ゆびきりげんまん
《そっか》
《いつでもいいんだけど改めて会える日ないかな?》
学校に着くと葵唯が丁度上履きに履き替えているところだった。
「なにこれ胡散臭!」
「どうしたらいい?」
「こんなの会わない一択でしょ!」
神崎さんの事を話すと、段々と表情が歪んでいくのを横目に話終えるとこの反応が返ってきた。
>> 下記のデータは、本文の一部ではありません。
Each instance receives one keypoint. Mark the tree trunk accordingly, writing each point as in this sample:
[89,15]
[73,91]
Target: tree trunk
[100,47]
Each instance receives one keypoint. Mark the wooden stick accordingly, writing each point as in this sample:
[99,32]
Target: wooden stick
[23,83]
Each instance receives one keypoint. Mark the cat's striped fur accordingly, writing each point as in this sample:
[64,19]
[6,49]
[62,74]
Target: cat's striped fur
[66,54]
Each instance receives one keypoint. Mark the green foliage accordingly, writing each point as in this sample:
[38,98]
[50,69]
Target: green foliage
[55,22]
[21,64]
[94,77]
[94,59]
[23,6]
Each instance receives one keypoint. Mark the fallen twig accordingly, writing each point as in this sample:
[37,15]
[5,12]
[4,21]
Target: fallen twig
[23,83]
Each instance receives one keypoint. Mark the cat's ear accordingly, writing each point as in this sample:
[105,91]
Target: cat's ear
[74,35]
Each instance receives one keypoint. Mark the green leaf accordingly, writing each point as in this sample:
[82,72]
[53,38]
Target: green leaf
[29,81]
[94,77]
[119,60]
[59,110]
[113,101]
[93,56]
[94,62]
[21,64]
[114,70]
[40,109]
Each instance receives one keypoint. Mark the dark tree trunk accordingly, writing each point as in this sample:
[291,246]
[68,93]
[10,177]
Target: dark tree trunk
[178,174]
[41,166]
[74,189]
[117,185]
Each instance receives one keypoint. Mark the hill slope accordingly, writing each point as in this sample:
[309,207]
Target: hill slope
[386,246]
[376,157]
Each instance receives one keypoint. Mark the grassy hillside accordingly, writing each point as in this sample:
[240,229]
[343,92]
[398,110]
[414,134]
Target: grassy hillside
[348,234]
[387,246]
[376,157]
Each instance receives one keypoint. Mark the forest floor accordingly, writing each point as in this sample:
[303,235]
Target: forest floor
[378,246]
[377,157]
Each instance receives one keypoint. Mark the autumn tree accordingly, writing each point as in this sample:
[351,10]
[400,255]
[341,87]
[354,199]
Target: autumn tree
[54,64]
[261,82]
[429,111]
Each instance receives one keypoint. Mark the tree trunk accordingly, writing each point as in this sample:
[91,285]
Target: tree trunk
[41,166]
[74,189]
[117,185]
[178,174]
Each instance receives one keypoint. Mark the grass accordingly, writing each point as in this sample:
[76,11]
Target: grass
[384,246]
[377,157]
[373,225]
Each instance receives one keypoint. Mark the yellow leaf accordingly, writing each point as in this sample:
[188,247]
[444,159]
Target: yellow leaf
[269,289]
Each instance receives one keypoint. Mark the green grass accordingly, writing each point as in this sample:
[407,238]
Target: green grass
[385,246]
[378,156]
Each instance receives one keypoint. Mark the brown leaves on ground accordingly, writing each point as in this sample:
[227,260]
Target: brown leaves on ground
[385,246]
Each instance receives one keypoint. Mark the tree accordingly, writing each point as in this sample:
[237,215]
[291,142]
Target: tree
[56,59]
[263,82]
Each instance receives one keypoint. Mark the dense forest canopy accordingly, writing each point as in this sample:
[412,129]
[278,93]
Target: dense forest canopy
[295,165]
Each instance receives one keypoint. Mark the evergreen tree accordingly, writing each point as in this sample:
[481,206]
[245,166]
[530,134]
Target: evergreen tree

「…でもさぁ、ホストって思うほどイケメンだったってことでしょ?」
「え?あぁ、まぁかっこよかったけど」
「胡散臭いけどそこが悩むところよねぇ〜」
なんだそれ、とつい言葉を漏らしてしまう。
「でも、仮に会うことになっても夜は避けなよ?」
「え?」
「向こうは紬のこと知ってるみたいだけど、紬はこの人の事知らないんでしょ?それに男だし」
「あ…、そっか」
葵唯にそう言われてハッとした。
私はこの人のことをよく知らない。
どうしたらいいものかと悩んでいると、葵唯がぷッと笑ったのが分かった。
「会ってみたら?」
「え?なんで。さっきは会わない方がいいって言ってたくせに」
「だって、紬のそういう話聞いたことないし」
「そういう?」
「イケメンなら会ってみて感想聞かせてよ」
神崎さんとのトーク画面をじっと見つめていると葵唯にスマホを奪われてしまった。